Expected rank
Expected rank
is a centrality measure based on
neighborhood inclusion
, which induces a partial ranking among nodes and has been shown to be preserved by many existing centrality indices [2]. Schoch and Brandes [3] formalized a simple principle: if a node has the same or a superset of the connections of another node, it cannot be less central. Formally,
\begin{equation*}
\mathcal{N}(u) \subseteq \mathcal{N}(v) \cup \{v\} \quad \Rightarrow \quad c(u) \leq c(v),
\end{equation*}
where \(\mathcal{N}(u)\) denotes the set of neighbors of node \(u\).
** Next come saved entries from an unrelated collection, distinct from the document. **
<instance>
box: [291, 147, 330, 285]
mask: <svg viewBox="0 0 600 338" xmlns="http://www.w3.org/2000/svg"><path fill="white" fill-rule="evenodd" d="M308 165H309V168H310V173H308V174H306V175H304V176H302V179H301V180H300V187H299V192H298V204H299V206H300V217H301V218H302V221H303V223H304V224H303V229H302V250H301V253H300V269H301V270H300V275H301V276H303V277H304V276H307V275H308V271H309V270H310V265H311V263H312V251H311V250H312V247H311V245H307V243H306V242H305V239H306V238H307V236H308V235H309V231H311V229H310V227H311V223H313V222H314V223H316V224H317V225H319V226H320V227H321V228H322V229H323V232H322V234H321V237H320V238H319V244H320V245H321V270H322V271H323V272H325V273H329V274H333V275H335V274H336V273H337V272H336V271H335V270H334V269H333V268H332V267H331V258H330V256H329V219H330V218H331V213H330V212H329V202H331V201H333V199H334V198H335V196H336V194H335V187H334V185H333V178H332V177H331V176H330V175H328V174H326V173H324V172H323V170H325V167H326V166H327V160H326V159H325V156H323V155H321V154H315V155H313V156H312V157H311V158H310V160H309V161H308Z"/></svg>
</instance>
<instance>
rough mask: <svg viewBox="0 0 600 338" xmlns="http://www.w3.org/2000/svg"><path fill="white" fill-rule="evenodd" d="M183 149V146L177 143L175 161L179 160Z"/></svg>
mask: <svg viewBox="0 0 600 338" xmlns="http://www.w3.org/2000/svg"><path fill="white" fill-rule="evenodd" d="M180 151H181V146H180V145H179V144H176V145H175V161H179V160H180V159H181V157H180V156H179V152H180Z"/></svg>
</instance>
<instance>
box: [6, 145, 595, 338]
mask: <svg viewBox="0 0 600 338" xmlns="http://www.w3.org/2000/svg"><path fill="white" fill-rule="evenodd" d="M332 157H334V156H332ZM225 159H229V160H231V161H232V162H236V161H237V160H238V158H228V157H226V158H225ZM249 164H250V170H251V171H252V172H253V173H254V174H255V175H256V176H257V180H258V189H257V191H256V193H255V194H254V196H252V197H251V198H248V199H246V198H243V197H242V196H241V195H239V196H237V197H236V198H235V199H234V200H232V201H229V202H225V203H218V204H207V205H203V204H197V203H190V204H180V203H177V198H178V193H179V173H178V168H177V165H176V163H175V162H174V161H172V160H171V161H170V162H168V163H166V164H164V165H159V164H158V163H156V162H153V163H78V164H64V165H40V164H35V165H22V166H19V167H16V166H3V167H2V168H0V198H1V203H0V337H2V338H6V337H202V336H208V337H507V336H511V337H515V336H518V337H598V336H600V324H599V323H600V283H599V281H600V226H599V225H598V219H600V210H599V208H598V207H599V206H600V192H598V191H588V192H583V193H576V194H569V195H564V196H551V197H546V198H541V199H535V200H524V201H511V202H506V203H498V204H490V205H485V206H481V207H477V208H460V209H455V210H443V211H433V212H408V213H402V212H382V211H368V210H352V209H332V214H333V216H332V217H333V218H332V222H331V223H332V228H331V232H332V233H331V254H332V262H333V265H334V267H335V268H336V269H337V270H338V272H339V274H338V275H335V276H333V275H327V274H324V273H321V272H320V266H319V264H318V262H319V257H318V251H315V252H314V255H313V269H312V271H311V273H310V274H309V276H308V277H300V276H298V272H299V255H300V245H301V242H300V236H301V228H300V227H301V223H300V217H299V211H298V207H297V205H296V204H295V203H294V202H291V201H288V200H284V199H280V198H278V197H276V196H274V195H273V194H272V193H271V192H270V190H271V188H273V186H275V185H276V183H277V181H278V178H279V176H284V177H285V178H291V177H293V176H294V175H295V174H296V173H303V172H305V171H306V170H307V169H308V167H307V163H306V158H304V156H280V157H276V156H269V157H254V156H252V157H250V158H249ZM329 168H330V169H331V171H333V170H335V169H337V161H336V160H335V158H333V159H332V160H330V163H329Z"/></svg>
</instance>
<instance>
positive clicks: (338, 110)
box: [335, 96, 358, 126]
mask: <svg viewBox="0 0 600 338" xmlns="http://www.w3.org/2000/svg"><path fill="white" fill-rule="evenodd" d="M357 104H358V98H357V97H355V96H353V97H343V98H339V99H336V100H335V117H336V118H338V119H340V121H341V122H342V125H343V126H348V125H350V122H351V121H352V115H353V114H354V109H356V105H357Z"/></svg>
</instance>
Neighborhood inclusion defines a
pre-order
(a reflexive and transitive binary relation) on the nodes of a graph. From this partial order, full rankings (linear extensions) can be generated by arranging the nodes into a total order that preserves all pairwise relations implied by the partial order. The expected rank of node \(i\), denoted \(c_{ER}(i)\), is then defined as
\[
c_{ER}(i) = \sum_{k=1}^{N} k \, \Pr[\mathrm{rk}(i) = k],
\]
where \(\Pr[\mathrm{rk}(i) = k]\) is the probability that node \(i\) occupies rank \(k\) in a full ranking.
A limitation of this approach is that enumerating all possible linear extensions is computationally prohibitive for large networks. Schoch and Brandes [2] suggest using approximation techniques, such as sampling or heuristic methods, to estimate expected ranks efficiently.